Shrugging, he sliced steak into little trapezoids, ate and drank. A few moments later: “How about this, Alex: You won’t need to join the panel, we’ll start with me referring cases to you directly. And encouraging my brighter colleagues to do the same. You’ll never end up looking like a trial slut because you’ll be working for the court, not the parties. As an objective finder of fact.”

“All that from the discretionary fund?”

“No, you’ll be reimbursed like everyone else.”

“By the parties.”

“Fifty-fifty, so there’ll be no favoritism.”

“Steve, when people pay bills, they start to feel entitled.”

“I’ll make the rules clear.”

“On top of that, the bills would be substantial,” I said. “Because I think the usual approach — brief interview, a few psych tests, boilerplate report — is a joke. The right way takes time and time is money.”

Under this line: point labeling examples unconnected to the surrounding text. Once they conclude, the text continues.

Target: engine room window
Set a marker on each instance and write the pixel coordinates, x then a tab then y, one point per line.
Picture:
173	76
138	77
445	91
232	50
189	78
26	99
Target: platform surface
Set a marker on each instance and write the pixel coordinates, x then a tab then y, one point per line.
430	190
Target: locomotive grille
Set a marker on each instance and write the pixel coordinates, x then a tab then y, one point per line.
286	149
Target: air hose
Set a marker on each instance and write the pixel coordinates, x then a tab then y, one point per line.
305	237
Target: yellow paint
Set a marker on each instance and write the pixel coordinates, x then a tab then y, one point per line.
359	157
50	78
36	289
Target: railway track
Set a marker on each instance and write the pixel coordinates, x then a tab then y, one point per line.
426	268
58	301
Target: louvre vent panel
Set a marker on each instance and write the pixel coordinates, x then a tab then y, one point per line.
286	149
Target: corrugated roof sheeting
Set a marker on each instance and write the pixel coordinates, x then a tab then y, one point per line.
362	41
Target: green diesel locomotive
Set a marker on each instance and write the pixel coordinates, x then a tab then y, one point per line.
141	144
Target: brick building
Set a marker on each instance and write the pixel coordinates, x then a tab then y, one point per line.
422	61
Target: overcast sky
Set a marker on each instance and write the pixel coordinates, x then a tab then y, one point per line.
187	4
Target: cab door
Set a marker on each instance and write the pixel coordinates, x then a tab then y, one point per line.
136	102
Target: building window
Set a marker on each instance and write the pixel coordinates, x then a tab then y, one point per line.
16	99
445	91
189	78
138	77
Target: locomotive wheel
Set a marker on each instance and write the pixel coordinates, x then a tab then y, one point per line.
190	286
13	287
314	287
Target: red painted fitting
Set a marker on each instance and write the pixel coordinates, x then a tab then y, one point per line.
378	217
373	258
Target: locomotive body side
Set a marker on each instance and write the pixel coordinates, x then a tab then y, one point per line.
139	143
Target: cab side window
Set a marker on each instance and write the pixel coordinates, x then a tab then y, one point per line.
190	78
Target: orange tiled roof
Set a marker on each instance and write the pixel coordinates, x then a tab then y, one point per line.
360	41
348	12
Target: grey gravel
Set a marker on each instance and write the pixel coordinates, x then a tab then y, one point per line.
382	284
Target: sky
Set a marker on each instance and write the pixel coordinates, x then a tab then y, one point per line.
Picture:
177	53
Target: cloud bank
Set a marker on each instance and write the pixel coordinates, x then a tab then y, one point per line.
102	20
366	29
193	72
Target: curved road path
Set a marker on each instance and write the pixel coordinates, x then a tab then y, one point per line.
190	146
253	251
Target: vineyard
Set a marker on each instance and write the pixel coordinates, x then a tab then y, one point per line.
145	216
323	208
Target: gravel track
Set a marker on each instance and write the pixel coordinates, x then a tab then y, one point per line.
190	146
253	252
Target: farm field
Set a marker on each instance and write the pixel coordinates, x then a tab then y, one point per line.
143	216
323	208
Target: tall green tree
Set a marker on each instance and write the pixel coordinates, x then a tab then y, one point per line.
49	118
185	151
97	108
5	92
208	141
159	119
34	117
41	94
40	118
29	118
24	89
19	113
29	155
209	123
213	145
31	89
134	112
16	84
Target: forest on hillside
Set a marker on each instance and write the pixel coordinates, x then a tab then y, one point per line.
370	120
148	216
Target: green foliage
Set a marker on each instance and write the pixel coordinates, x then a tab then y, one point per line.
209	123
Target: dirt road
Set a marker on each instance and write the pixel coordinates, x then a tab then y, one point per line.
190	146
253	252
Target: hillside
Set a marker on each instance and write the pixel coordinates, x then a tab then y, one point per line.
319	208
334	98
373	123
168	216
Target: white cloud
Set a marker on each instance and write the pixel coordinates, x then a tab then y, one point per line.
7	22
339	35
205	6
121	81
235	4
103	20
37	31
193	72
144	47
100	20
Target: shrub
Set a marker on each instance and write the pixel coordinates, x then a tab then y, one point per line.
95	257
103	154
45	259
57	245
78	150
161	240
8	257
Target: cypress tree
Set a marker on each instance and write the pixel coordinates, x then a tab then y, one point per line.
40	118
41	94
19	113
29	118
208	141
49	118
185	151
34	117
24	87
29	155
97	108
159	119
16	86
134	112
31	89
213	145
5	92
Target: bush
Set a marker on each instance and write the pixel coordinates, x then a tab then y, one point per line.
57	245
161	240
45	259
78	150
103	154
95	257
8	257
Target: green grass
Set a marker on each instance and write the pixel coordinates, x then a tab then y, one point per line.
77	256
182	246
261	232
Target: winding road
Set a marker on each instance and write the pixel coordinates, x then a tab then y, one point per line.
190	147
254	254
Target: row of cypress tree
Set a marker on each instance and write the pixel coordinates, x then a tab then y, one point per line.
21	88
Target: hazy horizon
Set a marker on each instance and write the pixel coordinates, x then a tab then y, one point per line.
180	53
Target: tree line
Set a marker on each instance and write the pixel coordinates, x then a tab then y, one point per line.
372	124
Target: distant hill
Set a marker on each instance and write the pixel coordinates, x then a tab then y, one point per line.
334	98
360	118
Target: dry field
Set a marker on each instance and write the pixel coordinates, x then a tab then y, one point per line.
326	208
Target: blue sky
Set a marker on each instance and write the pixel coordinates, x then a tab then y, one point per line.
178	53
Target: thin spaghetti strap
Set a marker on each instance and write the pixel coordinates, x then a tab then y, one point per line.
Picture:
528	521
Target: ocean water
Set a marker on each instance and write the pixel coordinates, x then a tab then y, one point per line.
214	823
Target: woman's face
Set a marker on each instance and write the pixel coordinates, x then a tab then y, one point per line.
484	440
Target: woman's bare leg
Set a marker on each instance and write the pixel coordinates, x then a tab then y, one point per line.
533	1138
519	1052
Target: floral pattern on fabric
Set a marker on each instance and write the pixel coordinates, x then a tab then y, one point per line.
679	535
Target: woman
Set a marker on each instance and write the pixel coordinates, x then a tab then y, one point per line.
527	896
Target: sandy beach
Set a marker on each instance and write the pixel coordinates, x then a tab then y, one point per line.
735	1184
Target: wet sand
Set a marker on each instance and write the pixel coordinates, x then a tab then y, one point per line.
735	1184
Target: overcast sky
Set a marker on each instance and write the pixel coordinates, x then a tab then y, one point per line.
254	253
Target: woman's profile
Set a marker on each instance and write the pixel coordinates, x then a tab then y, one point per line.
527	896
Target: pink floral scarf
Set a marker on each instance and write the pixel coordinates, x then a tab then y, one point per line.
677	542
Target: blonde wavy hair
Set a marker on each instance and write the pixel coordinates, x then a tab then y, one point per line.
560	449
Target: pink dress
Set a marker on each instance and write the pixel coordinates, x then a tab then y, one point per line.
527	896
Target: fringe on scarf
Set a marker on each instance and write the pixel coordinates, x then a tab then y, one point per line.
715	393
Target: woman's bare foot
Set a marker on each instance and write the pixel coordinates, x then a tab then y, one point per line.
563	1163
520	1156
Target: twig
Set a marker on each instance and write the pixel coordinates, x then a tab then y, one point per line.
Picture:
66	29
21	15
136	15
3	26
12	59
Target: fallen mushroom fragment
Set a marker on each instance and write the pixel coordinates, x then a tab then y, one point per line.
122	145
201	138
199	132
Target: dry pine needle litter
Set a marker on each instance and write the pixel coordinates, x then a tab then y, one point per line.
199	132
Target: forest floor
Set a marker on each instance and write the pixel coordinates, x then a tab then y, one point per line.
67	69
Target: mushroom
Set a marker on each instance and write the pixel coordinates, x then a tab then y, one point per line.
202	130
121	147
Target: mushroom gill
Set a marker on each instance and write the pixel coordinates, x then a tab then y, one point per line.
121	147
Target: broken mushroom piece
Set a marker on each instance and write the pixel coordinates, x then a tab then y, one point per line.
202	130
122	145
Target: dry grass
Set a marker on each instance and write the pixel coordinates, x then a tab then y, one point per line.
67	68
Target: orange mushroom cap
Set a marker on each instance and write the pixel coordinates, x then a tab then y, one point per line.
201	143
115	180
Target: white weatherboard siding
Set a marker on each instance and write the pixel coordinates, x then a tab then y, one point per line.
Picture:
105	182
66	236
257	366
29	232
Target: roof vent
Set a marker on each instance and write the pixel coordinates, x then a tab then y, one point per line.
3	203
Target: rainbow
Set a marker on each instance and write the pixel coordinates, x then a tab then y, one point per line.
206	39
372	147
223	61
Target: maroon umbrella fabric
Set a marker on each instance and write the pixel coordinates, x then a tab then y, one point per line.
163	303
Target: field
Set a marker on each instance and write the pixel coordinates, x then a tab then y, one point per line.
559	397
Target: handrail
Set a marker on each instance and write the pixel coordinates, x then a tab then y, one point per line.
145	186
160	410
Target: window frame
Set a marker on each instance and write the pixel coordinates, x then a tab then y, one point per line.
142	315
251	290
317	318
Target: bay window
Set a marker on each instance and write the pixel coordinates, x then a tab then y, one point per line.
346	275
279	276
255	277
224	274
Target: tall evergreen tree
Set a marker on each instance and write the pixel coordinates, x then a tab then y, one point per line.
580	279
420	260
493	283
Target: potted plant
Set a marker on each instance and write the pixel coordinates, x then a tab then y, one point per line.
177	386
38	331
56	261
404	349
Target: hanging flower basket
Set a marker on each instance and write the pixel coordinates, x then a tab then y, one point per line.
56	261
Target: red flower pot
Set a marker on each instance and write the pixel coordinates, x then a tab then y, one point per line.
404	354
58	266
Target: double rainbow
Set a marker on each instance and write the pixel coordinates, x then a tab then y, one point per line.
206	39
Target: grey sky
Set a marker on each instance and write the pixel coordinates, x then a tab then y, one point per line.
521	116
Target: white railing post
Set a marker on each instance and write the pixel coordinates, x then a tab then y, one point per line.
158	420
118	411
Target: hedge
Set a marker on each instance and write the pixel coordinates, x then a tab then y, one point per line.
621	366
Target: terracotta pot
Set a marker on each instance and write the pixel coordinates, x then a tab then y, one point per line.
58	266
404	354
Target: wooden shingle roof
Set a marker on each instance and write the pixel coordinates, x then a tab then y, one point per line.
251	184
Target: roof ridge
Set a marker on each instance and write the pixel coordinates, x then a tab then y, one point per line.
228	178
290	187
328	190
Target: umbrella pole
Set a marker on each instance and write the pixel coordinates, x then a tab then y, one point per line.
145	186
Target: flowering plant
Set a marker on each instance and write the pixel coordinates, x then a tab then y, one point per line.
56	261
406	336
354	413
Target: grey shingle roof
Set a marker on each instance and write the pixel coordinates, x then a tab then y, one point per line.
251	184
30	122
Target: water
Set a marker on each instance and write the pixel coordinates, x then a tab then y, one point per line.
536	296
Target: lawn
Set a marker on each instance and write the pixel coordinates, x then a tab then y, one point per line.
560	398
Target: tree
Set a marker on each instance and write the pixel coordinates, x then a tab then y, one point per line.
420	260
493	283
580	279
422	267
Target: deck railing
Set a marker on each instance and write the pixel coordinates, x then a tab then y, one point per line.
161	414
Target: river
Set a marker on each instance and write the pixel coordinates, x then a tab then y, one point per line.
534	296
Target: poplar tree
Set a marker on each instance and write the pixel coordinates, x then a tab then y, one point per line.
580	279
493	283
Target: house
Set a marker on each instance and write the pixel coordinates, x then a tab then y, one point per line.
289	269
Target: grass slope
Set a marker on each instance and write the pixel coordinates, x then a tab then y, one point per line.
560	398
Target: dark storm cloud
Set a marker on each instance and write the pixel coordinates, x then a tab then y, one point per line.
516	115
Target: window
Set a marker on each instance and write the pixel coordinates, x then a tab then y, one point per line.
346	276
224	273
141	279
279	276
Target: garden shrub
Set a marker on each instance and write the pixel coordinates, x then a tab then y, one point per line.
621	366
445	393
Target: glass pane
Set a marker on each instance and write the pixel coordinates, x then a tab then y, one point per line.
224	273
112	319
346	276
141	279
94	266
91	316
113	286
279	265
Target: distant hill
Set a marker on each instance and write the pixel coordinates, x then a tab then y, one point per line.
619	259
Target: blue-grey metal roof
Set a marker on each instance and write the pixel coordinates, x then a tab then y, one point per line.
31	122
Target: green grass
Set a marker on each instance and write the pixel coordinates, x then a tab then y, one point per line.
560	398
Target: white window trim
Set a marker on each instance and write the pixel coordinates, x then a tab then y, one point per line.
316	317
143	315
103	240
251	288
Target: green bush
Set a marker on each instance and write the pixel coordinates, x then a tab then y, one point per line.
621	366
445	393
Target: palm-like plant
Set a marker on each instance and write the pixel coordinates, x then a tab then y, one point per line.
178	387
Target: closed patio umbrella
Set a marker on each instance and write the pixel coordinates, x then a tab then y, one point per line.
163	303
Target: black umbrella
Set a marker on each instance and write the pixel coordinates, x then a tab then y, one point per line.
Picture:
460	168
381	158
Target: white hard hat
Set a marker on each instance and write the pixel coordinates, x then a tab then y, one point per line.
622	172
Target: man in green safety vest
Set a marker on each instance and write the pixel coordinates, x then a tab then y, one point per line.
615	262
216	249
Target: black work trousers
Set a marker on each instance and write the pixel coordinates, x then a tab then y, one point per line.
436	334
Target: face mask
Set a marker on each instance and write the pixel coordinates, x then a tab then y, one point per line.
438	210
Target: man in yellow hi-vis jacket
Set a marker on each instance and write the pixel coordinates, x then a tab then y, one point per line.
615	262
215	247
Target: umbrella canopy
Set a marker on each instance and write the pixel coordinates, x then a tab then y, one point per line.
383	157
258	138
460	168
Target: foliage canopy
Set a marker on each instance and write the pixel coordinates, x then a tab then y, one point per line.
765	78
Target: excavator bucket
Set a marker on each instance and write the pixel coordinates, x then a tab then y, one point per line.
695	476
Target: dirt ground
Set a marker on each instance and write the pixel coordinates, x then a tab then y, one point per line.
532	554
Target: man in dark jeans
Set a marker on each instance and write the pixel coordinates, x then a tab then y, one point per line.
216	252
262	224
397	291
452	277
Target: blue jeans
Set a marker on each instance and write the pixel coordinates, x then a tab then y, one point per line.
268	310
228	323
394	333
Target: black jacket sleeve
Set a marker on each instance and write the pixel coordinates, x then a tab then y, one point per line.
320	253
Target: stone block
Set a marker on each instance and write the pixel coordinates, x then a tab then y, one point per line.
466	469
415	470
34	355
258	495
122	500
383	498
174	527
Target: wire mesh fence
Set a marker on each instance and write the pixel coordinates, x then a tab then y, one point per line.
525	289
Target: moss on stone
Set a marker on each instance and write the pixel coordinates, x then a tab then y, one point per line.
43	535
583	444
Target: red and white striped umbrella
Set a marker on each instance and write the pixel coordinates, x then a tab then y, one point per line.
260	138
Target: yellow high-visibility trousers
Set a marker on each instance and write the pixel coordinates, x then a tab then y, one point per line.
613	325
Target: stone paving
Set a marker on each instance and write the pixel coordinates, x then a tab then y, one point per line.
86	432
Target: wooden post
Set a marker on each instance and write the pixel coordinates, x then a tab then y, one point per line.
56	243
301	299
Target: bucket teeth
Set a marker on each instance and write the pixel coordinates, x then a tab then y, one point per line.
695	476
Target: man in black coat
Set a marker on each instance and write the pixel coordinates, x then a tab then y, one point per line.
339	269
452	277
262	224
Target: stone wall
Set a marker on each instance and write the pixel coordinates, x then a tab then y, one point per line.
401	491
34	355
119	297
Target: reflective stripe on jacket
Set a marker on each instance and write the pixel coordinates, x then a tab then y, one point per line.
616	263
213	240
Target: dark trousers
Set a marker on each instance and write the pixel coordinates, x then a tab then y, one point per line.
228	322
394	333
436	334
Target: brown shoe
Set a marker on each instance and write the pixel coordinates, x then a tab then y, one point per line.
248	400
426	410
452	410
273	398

“Your fees are your business.”

“I’m talking billing for home visits, school visits, interviews with extended family, friends, anyone I feel is relevant. Travel time, too — charging portal-to-portal, the way lawyers do.”

“From the moment you leave your office to the moment you return. Seems fair to me.”

“I’d insist on a retainer up front.”

“Same answer.”

“I’d double my therapy fee. We’re talking big bucks, Steve.”

He put his fork down. “So you won’t be working on any charity cases. Fine, they rarely drag on, anyway.”

“The money runs out, the lawyers stop filing.”

He smiled. “You don’t want to do this so you’re attempting to price yourself out of the market. Sorry, Alex, not an effective argument. If someone balks at paying, let them complain to me. And frankly, I hope you get prosperous out of this, I’m all for prosperity. You put your time in at Western Peds. My son worked there as a pharmacist, I know the pay scale. So obviously you did your bit for the public interest.”

“You’ve researched me.”

“I wanted to make sure what I saw in my chambers was backed up by substance. You have an impressive résumé, exactly the kind of research experience that’ll hold up under cross.”

Gin and vermouth disappeared down his slender gullet. “Yes, that was an attempt to further stroke your ego. Did it work?”

I didn’t answer.

He said, “You’re really that obdurate, huh? Damn shame, you could’ve made a difference.”

He motioned for the check.

I said, “Fine, I’ll try it.”

“Excellent. How about some dessert?”

“No, thanks.”

“Then none for me, either — and put that plastic away, this is on me.”

“Not necessary,” I said.

“Not necessary but good manners. Something both of us would like to see more of, Alex, in our quest for truth, justice, and the American way.”

* * *

We left the restaurant and handed our tickets to the parking valet. The judge’s drive was a newish, black Porsche 911. When he saw my Seville, he said, “Blast from Detroit’s past. You’re a loyal fellow.”

Before I could answer, he was behind the wheel, gunning his engine. Rolling forward a few feet, he stopped, motioned me closer.

As I leaned in, he said, “Count on Joan Mort to resign from the panel, soon.” Big grin. “At least she responds to constructive criticism.”